La colère de Mélenchon risque de dérouter son électorat aux législatives

En multipliant polémiques et invectives depuis sa défaite le 23 avril, Jean-Luc Mélenchon prend le risque de dilapider aux législatives le spectaculaire capital électoral engrangé à la présidentielle.

En 2012, son équipe défendait une stratégie "de bruit et de fureur", consistant à attaquer de front adversaires et médias. Le leader de La France insoumise, qui justifie très volontiers son caractère sanguin et présente ses "colères" comme une "vertu" dans les milieux populaires, semble avoir renoué avec cette pratique.

"A 600.000 voix près": l’expression est devenue un leitmotiv, illustrant la déception de Jean-Luc Mélenchon jusqu’à faire sourire les observateurs. De fait, s’il a raté de peu la qualification pour le second tour de la présidentielle, il semble ne pas s’en être encore tout à fait relevé.

"Beaucoup de nos électeurs ont eu le sentiment de se faire voler l’élection", a-t-il assuré mardi devant la presse, regrettant une campagne parasitée par les affaires qui s’est "achevée par un vote contraint et forcé", à cause de la présence de Marine Le Pen au second tour.
Mais, après les 19,6 % des voix obtenus le 23 avril, les intentions de vote pour les législatives se tassent pour LFI. "Les prises de position vitupérantes" de son leader font qu’"il a perdu une partie de son électorat au profit du parti socialiste", explique Jean-Daniel Levy, de Harris interactive.

"Ce que les Français appréciaient pour la présidentielle, c’était sa capacité à la fois à parler avec force mais aussi à être constructif", analyse le spécialiste.

Or, depuis trois semaines, polémiques, invectives et agressivité tant à l’égard de ses récents partenaires communistes que des médias ou de son ancien parti, le PS, se multiplient, brouillant le message d’"apaisement", de "cohérence" et de "contournement des médias traditionnels" qui avait fait la réussite de sa campagne présidentielle.

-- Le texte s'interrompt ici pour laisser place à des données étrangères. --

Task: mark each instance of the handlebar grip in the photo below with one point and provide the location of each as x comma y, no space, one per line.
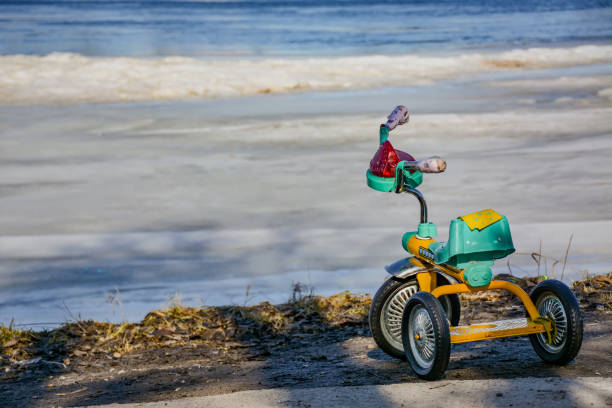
433,164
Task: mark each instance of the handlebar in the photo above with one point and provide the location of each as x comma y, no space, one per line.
433,164
399,116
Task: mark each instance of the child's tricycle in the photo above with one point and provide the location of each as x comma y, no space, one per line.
416,312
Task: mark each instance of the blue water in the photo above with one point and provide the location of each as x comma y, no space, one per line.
295,28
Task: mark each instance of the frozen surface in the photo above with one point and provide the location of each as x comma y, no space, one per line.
70,78
206,198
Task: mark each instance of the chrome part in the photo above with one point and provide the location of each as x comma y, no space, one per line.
550,306
422,337
403,268
392,312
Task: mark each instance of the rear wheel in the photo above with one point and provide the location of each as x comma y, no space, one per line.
388,307
426,336
554,300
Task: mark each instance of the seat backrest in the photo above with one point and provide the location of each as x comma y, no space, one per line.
465,244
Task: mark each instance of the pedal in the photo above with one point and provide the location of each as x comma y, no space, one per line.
493,330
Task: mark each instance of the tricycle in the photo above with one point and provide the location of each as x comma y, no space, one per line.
415,314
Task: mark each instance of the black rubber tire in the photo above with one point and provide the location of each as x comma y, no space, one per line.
392,286
571,340
440,335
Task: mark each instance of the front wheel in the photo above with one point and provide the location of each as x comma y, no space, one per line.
555,301
388,306
426,336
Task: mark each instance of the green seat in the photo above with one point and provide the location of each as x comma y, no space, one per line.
468,245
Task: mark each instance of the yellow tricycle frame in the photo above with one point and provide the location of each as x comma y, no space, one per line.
461,334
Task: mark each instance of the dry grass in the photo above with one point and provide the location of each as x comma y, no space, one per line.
179,325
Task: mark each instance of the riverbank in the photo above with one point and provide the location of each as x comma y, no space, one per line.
310,341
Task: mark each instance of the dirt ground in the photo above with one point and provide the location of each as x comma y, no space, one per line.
339,357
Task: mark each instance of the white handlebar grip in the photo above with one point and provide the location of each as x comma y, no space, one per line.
432,165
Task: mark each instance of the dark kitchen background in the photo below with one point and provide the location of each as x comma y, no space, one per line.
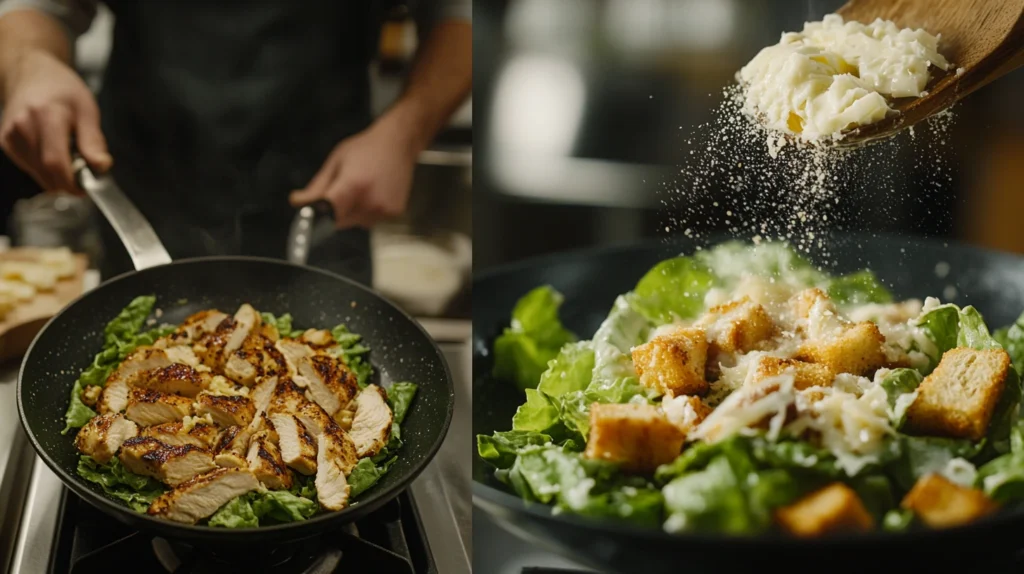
422,260
584,109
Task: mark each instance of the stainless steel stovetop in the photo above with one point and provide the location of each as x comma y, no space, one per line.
31,493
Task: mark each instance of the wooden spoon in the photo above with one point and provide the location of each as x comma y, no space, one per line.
984,39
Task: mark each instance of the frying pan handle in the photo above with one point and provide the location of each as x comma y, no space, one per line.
300,235
137,235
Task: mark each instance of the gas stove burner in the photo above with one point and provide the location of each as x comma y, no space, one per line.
390,539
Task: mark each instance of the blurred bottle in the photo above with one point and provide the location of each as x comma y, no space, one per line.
50,220
398,40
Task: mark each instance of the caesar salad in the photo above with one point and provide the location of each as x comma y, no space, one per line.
744,391
232,421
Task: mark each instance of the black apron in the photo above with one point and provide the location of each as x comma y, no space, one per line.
214,111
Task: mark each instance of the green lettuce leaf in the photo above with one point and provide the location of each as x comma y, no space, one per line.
121,337
570,370
916,456
534,338
858,289
901,388
282,505
539,413
898,520
672,290
502,448
400,396
1012,339
614,380
585,487
1003,478
364,476
236,514
352,352
713,499
135,490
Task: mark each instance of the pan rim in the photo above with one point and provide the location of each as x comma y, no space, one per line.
486,496
347,515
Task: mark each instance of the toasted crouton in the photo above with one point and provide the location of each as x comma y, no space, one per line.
941,503
685,411
958,397
735,326
636,436
833,509
674,363
805,374
856,349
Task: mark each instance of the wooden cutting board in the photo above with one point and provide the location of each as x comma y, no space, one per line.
23,322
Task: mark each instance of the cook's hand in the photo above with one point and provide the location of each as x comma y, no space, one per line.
366,178
46,103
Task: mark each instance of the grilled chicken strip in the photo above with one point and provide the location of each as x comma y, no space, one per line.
115,396
225,410
176,378
298,446
257,358
102,436
231,447
203,495
335,459
172,465
287,397
294,351
329,383
146,406
265,461
175,434
261,395
372,422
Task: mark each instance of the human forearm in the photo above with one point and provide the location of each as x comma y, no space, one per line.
24,32
440,80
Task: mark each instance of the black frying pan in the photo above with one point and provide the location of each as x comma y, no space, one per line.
400,351
591,280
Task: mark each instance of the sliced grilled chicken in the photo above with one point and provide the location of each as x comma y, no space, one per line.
265,461
175,378
372,422
225,410
294,351
102,436
231,447
335,459
261,395
257,358
314,418
115,396
198,325
203,495
287,397
172,465
176,434
329,383
146,406
298,446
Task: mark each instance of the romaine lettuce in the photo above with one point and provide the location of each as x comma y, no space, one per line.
672,290
857,289
118,482
534,338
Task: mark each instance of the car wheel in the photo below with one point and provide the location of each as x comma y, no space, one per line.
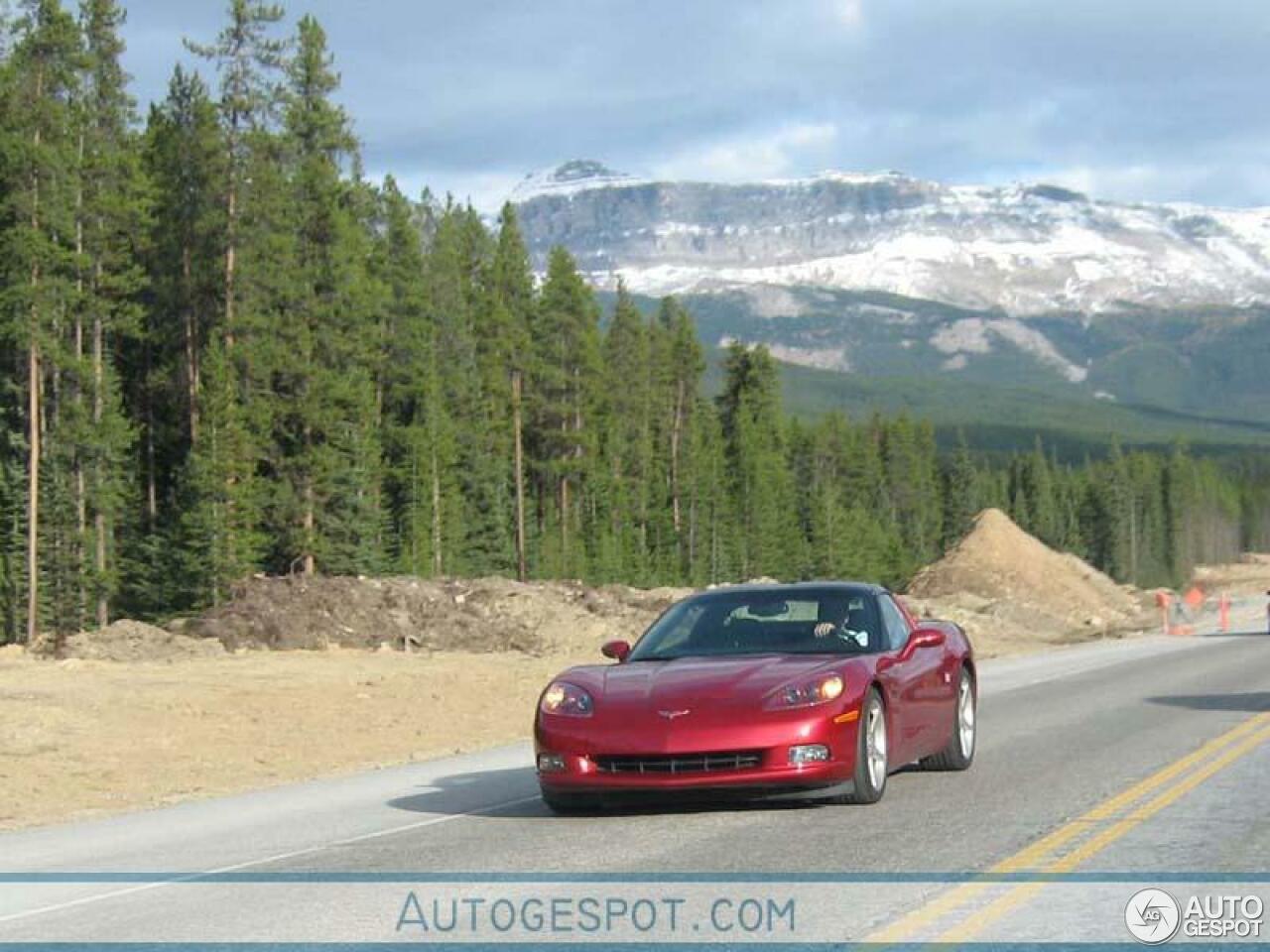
568,803
873,762
959,752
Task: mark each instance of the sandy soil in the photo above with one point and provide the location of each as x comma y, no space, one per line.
82,738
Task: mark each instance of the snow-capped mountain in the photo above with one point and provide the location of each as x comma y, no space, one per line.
1020,249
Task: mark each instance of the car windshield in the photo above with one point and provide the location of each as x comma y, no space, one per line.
833,620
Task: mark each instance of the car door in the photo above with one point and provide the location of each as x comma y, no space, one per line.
899,682
919,678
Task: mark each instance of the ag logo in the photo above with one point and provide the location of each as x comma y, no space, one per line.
1152,916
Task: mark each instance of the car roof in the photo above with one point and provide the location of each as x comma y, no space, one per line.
795,587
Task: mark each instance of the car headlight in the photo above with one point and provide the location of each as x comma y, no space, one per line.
566,698
826,687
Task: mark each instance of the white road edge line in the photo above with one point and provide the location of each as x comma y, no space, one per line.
262,861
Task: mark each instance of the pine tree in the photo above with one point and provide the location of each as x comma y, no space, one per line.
114,216
39,267
961,495
325,431
246,58
762,492
566,393
627,447
504,349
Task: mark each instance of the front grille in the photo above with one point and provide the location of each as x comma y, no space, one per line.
680,763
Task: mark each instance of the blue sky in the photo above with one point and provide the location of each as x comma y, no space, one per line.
1129,99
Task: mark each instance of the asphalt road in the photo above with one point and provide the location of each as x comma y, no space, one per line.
1060,734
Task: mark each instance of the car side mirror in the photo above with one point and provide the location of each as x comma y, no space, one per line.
926,638
617,651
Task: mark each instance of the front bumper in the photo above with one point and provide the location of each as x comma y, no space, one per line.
583,749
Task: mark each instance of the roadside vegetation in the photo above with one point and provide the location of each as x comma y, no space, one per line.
225,352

"Médiacrates et oligarques"

Lui dénonce un "Mélenchon bashing" et des "méthodes dégoûtantes" qu’il attribue à "l’exercice de forcification d’un pouvoir macronien qui n’est pas si stable qu’il en a l’air", malgré ce qu’il appelle "l’apologie et les scènes émouvantes d’adulation médiatique" auxquelles on assiste selon lui ces dernières semaines.
Le passage à une colère exprimée et assumée remonte au soir du premier tour lorsque, la voix blanche et le visage fermé, il avait refusé, à 22H00, de reconnaître les résultats. Et en avait profité pour fustiger "les médiacrates et oligarques qui jubil(ai)ent", selon lui, devant un duel de second tour opposant Emmanuel Macron à Marine Le Pen.

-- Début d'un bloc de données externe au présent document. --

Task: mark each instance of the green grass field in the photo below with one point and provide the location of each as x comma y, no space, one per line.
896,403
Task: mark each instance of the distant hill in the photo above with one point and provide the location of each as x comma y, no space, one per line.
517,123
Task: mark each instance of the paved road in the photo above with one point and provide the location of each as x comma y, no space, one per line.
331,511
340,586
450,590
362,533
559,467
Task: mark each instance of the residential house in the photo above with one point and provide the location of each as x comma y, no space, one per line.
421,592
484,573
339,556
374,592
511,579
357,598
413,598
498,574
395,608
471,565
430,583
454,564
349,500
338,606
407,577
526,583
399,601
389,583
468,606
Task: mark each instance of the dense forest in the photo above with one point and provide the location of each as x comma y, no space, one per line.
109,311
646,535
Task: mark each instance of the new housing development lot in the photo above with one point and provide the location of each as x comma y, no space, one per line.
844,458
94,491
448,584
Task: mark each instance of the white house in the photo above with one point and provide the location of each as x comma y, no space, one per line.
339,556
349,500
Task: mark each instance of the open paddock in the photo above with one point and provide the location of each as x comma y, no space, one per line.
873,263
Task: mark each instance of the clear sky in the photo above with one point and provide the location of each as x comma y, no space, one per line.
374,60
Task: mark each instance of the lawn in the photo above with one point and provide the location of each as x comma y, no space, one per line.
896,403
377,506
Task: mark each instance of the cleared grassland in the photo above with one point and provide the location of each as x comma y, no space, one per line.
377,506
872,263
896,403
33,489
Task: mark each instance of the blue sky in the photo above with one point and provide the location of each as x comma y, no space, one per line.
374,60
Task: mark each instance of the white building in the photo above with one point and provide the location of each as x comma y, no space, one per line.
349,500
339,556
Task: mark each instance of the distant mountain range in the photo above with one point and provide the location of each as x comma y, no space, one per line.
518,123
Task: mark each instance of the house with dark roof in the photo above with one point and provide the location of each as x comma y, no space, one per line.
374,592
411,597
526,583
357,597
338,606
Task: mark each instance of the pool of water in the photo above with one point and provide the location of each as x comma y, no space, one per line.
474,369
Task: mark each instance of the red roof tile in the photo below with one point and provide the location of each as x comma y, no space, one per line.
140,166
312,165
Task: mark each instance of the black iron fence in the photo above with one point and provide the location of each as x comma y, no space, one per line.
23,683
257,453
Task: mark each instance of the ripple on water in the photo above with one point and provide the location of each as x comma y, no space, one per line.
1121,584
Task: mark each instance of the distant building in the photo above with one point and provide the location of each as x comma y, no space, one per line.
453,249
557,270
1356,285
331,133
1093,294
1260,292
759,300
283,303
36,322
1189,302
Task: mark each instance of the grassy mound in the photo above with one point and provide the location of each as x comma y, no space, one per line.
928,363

Quelques jours plus tard, il décrivait dans une vidéo l’atmosphère de "République bananière" qui a selon lui régné en France le week-end de l’élection. Puis il s’en prenait aux "anti-fascistes d’opérette" qui lui reprochaient de ne pas appeler à voter pour Emmanuel Macron.
A suivi le psychodrame avec les autres partis de gauche autour des investitures aux législatives qui ont donné lieu à des échanges particulièrement acides entre les responsables de La France insoumise, du PCF mais aussi des écologistes d’EELV. Jusqu’à une rupture annoncée le 9 mai, et pas toujours comprise sur le terrain.

Le dernier incident date de la semaine dernière. Lors de deux meetings successifs mercredi, M. Mélenchon, en perte de vitesse, s’en prend de manière très virulente à Bernard Cazeneuve qu’il accuse non seulement d’être responsable de la mort de l’écologiste Rémi Fraisse en 2014, mais de s’être "occupé de son assassinat".

Attaqué en diffamation par l’ancien Premier ministre et ex-ministre de l’Intérieur, qui mène aujourd’hui la bataille du PS pour les législatives, il a rectifié le tir mardi: "Je suis d’accord pour requalifier d’+homicide+ et je prie pour qu’on comprenne que dans un meeting de 45 minutes il peut arriver qu’un mot ne soit pas calibré exactement", a-t-il dit, rappelant qu’il avait fait "11 meetings" cette semaine-là.

Mais il a maintenu l’essentiel de son attaque: M. Cazeneuve lui "fait une leçon de République" sur sa position d’entre-deux tours, mais c’est à l’ex-ministre de "balayer devant sa porte" puisqu’il aurait dû démissionner après la mort du jeune écologiste à Sivens, a soutenu M. Mélenchon.